Two sources confirmed that the team's top choice to fill its only remaining vacancy, at first base coach, had been Perry Hill, the highly respected former first base coach and infield instructor of the Florida Marlins. The Pirates and Hill had agreed verbally on contract terms late last week.

But Hill backed out at the last minute, citing personal reasons, and general manager Neal Huntington was left to pursue other options.

Hill, 55, spent 14 years as a coach in Major League Baseball until March, when he suddenly retired from the Marlins to be with his ailing wife, Olivia.

Hill has instructed Gold Glove winners at every infield position, including Derrek Lee, Luis Castillo, Orlando Cabrera and Mike Lowell. Castillo gave his second Gold Glove trophy, in 2004, to Hill as a gesture of appreciation.

For Long, 45, his hiring followed 21 years of coaching in the minors. He had been the Philadelphia Phillies' hitting coordinator since 1999, this after 12 seasons in the Los Angeles Angels' system as a manager and coach.

He interviewed earlier this decade for openings with the Seattle Mariners and Baltimore Orioles.

"I've been close on a couple occasions and felt I was ready then," Long said. "But my attitude was to just go back to work, and it's amazing how much I've learned since then. I'm almost kind of thankful this chance didn't come until now."

The chance came largely because of a strong recommendation from Russell, who managed Philadelphia's Class AAA affiliate the past two seasons. Russell and Long had adjacent locker stalls in the Phillies' spring training camp and got to know each other well.

"We would talk a lot about how we would do things, maybe at the big-league level and sometimes just baseball in general," Long said. "We had a good rapport."

Huntington called Long "a great communicator and a tireless worker who has had successful results wherever he has been."

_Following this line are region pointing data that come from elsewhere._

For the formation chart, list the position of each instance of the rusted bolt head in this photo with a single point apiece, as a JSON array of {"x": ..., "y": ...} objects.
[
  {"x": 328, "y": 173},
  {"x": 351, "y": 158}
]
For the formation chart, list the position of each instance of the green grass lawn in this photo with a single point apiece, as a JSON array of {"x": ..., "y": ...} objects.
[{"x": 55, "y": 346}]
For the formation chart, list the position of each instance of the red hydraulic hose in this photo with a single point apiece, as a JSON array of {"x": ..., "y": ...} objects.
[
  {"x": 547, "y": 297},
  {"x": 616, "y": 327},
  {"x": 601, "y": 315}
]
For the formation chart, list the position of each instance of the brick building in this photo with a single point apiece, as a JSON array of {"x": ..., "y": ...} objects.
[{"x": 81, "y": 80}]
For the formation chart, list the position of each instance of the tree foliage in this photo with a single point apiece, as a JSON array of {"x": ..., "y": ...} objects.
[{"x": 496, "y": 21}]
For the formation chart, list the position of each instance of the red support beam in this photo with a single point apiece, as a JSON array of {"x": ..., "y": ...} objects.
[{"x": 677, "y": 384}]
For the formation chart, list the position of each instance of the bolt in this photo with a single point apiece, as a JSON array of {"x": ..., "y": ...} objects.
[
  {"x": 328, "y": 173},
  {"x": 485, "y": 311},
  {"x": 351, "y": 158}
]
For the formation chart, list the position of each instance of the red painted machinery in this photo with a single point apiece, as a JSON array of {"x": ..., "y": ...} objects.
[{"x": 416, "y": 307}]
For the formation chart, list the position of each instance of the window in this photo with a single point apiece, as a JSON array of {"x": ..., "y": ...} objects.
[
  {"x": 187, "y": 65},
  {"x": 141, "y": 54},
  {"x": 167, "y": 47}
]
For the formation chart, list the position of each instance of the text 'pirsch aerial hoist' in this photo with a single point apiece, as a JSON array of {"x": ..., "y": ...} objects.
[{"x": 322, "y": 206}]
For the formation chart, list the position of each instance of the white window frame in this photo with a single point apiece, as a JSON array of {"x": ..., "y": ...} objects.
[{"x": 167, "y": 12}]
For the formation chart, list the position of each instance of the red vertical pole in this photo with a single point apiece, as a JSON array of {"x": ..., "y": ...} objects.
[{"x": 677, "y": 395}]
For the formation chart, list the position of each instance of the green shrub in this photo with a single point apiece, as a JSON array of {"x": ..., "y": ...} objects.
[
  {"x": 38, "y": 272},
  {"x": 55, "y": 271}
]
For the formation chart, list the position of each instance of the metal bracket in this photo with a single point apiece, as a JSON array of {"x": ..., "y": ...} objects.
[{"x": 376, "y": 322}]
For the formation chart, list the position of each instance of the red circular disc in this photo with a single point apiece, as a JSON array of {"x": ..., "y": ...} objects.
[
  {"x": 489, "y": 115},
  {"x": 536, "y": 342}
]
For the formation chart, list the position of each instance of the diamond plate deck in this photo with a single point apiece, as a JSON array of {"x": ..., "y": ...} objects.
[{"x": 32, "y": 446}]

The Pirates batted .263 as a team last season, 10th in the 16-team National League, as several players dipped below their career averages under former hitting coach Jeff Manto. They also drew only 463 walks, fewest in the league, continuing their recent history of poor patience at the plate.

Long's view of walks is that they come naturally.

"The type of hitter we're going to try to create is aggressive but under control," he said. "When he steps up to home plate, he's ready to hit every pitch until his eyes tell him no. He has to see the ball and recognize where it's going before he actually goes after it."

He also stressed the idea of letting each player be himself, something the Pirates' previous staff did not do in cases such as Chris Duffy, who had his swing altered by Manto and former manager Jim Tracy with disastrous results.

"The thing I'm interested in is connecting with each player and not just go with a blanket approach," Long said.

A shortstop in his playing days, Long batted .251 in three minor-league seasons -- 1983-85 -- in the San Francisco Giants' system.